SLI, SLO, and SLA
| Term | Meaning | Example |
|---|---|---|
| SLI (Service Level Indicator) | A measured metric of service behaviour | Request success rate = successful_requests / total_requests |
| SLO (Service Level Objective) | Internal target for an SLI | Success rate ≥ 99.9% over 30 days |
| SLA (Service Level Agreement) | External contract with penalties for breach | If uptime < 99.9%, customer gets 25% credit |
The Nines
| Availability | Monthly Downtime | Yearly Downtime | Achievable With |
|---|---|---|---|
| 99% (2 nines) | 7.3 hours | 3.65 days | Single server, manual deploys |
| 99.9% (3 nines) | 43.8 min | 8.76 hours | Basic HA with load balancer |
| 99.95% | 21.9 min | 4.38 hours | Multi-AZ, auto-failover |
| 99.99% (4 nines) | 4.4 min | 52.6 min | Active-active multi-region |
| 99.999% (5 nines) | 26 sec | 5.26 min | Extremely complex — Google-scale |
Error Budgets
An error budget is the amount of unreliability you are allowed before breaching your SLO. If your SLO is 99.9%, you have a 0.1% error budget (43.8 min/month). Teams can spend error budget on risky releases; when it runs out, feature deployments pause until reliability improves.

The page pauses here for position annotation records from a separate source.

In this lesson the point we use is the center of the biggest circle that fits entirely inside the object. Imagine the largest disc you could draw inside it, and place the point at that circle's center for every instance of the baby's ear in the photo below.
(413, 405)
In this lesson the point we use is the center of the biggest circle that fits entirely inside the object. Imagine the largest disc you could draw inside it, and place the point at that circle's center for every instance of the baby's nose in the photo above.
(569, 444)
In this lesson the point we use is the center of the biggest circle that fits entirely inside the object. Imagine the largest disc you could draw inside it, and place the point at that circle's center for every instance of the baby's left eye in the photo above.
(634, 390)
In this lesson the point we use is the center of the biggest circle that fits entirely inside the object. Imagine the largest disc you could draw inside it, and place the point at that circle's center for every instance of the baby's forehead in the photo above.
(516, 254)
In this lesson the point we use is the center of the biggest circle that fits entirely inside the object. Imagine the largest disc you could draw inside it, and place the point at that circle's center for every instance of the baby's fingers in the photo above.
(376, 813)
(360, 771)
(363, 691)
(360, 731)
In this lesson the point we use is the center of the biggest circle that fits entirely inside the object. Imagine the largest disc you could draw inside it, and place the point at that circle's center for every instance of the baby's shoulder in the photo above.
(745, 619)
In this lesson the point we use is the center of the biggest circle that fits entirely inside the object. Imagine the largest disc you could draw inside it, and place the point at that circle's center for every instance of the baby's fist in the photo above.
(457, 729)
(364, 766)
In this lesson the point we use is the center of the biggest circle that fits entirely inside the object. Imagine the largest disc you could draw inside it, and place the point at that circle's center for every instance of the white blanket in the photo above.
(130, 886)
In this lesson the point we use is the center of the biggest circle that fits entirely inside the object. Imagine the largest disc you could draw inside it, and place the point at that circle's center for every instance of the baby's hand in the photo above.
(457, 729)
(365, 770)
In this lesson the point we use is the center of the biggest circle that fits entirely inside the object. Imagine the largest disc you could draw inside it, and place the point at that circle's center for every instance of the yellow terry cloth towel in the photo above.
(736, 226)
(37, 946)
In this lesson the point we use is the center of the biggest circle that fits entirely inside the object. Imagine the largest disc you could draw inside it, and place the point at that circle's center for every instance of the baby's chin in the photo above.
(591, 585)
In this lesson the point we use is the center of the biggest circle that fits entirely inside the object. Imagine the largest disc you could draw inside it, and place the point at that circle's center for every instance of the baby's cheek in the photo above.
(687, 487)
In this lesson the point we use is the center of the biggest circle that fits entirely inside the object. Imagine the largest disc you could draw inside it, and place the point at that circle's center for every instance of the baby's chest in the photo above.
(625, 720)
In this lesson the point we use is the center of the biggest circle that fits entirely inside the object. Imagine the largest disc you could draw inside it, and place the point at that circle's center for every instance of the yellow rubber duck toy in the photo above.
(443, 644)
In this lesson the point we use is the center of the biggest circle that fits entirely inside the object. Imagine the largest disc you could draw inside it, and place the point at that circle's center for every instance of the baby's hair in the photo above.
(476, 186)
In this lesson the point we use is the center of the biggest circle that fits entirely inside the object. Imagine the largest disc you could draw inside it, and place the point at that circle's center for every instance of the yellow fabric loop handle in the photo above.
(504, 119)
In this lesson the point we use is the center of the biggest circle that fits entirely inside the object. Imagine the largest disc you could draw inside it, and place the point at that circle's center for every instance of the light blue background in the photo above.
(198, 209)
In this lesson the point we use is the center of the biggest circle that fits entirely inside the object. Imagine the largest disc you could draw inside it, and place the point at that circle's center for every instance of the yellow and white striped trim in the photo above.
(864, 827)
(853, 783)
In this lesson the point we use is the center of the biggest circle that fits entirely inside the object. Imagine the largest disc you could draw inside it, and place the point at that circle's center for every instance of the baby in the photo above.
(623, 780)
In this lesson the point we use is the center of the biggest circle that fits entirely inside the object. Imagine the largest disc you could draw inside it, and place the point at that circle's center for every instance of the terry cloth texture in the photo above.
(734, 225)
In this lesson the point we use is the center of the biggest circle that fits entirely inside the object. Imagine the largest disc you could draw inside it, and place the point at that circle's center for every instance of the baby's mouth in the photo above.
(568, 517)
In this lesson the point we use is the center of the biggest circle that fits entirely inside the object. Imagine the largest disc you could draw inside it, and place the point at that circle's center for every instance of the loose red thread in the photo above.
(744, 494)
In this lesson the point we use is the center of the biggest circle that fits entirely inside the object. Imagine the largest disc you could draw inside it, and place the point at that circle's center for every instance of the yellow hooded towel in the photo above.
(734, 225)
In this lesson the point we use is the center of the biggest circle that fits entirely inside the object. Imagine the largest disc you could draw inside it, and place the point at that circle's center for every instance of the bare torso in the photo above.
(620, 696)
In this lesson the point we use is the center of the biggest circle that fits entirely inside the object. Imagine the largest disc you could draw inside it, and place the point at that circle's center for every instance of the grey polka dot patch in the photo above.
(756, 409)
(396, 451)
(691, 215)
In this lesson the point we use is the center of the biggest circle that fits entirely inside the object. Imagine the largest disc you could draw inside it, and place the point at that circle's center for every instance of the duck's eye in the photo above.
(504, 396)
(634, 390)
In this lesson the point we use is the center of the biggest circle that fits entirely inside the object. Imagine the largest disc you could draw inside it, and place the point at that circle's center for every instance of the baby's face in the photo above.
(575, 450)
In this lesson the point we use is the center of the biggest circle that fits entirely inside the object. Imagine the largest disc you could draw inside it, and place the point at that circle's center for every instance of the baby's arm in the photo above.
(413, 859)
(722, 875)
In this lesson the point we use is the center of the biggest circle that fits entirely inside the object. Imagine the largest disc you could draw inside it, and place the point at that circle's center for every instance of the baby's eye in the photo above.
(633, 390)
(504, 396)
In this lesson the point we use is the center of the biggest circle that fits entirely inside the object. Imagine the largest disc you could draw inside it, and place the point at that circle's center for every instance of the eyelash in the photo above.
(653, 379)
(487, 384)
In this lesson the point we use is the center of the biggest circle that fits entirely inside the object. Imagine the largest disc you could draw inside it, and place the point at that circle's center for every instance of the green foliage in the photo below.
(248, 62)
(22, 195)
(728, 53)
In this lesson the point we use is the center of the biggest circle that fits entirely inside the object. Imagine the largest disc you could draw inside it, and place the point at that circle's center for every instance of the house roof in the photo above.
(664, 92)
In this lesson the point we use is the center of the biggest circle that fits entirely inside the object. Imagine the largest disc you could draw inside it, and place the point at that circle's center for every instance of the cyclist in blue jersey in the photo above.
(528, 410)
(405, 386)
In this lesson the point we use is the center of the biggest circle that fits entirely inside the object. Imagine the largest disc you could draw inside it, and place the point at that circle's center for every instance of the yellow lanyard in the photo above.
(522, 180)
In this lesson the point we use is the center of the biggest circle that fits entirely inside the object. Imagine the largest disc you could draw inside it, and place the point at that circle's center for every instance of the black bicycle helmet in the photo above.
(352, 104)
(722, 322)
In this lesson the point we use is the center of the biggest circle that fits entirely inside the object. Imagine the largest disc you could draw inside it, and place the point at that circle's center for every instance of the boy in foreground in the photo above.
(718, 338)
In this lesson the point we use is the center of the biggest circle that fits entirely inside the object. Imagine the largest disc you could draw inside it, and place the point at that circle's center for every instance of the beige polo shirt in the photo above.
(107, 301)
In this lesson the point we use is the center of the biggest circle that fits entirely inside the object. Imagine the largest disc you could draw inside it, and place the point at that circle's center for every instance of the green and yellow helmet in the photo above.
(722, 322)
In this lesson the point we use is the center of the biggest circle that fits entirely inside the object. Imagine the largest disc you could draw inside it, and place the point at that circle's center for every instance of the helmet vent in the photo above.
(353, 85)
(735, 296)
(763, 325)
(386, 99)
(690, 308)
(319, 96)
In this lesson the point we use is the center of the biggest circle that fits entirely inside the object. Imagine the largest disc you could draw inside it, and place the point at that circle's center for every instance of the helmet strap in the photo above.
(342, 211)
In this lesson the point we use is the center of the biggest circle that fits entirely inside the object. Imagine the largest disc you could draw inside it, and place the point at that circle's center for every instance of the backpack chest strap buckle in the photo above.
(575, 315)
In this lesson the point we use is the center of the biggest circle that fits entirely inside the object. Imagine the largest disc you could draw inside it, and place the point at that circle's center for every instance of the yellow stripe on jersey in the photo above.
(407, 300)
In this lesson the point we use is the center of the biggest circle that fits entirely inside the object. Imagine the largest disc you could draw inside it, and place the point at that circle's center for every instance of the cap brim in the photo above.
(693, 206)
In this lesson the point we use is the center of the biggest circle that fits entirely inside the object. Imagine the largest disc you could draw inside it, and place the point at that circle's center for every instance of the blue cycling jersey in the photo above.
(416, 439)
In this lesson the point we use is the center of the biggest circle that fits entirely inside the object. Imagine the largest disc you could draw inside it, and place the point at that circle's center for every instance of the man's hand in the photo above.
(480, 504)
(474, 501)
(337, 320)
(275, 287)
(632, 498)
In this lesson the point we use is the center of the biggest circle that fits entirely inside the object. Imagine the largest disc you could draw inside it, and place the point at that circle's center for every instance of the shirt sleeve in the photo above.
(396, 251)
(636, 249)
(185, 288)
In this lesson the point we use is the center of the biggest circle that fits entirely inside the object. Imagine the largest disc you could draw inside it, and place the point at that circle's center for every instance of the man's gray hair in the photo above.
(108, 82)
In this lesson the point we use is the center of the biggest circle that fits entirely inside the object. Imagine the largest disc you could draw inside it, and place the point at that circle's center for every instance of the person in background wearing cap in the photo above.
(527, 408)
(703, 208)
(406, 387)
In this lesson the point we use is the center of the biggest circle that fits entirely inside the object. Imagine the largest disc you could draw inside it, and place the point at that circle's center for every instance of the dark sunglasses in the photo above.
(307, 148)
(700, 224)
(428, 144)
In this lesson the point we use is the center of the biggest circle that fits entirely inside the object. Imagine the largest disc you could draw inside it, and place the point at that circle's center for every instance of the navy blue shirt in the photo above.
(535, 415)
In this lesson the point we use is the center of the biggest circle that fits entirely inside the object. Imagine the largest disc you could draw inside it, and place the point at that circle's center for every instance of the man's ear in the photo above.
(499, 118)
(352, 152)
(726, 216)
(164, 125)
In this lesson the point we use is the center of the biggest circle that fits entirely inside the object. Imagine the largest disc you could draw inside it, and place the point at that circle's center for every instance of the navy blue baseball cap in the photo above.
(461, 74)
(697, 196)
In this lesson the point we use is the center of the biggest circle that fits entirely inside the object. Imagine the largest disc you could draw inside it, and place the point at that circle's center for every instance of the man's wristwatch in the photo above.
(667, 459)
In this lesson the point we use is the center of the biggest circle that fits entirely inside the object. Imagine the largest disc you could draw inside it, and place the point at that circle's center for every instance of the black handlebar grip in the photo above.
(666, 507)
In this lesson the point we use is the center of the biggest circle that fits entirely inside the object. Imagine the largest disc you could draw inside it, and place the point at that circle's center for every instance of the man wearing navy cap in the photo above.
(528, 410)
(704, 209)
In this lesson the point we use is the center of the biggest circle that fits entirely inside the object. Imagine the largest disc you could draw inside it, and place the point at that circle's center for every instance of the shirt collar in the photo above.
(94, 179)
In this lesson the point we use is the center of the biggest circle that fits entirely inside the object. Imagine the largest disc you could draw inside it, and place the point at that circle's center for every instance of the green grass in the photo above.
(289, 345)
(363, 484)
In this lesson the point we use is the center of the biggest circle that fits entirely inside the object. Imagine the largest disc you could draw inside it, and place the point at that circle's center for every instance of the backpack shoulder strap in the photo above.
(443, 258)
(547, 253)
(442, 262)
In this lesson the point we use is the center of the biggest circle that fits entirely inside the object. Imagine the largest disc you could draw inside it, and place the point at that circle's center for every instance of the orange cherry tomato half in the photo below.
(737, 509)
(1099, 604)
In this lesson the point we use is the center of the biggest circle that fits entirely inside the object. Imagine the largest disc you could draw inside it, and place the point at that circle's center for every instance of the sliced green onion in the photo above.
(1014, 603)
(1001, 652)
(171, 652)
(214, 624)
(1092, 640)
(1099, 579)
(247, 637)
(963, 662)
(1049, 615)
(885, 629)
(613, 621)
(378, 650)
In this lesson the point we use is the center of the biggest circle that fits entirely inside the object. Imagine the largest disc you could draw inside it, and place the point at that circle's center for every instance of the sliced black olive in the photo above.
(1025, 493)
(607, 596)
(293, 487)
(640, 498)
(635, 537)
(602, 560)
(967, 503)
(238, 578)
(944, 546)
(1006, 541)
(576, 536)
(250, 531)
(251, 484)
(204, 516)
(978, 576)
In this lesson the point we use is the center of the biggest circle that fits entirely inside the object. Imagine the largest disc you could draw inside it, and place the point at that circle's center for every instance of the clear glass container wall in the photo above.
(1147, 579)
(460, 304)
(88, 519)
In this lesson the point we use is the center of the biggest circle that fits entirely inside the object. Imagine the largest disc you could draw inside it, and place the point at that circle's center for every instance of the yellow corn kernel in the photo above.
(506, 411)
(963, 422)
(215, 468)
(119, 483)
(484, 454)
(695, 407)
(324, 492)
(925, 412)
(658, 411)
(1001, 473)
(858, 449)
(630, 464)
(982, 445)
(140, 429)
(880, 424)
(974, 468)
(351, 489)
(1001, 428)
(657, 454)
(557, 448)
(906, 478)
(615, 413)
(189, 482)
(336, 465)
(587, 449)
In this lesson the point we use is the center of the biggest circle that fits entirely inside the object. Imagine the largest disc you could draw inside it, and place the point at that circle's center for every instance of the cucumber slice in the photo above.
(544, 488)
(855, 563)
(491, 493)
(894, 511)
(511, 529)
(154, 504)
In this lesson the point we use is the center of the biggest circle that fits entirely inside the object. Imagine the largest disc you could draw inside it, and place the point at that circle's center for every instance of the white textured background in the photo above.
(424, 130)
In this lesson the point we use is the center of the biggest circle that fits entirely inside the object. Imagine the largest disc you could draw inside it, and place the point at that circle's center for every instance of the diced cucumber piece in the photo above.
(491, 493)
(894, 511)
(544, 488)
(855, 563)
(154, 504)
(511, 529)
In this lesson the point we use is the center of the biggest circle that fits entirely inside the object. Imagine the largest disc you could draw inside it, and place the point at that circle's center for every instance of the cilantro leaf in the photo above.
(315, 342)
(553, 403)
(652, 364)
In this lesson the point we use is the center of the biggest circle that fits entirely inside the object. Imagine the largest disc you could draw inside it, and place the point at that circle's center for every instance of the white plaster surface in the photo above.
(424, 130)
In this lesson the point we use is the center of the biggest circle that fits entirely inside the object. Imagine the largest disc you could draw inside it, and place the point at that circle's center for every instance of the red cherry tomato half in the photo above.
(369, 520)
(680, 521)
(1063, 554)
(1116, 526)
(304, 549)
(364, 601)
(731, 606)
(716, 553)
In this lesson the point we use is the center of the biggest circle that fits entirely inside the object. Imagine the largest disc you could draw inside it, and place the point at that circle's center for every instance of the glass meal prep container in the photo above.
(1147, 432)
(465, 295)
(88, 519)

TIP: Error budgets align engineering and product: reliability isn't just "ops' problem" — if product ships too fast and burns the budget, new features pause. This incentivises reliability at the team level.
Common SLIs to Measure
- Availability — % of time the service returns non-5xx responses
- Latency — % of requests served in < N ms (e.g. 95% under 200ms)
- Error rate — % of requests returning 5xx
- Saturation — % CPU / memory / queue depth utilised
- Freshness — for data pipelines, how old is the latest processed record?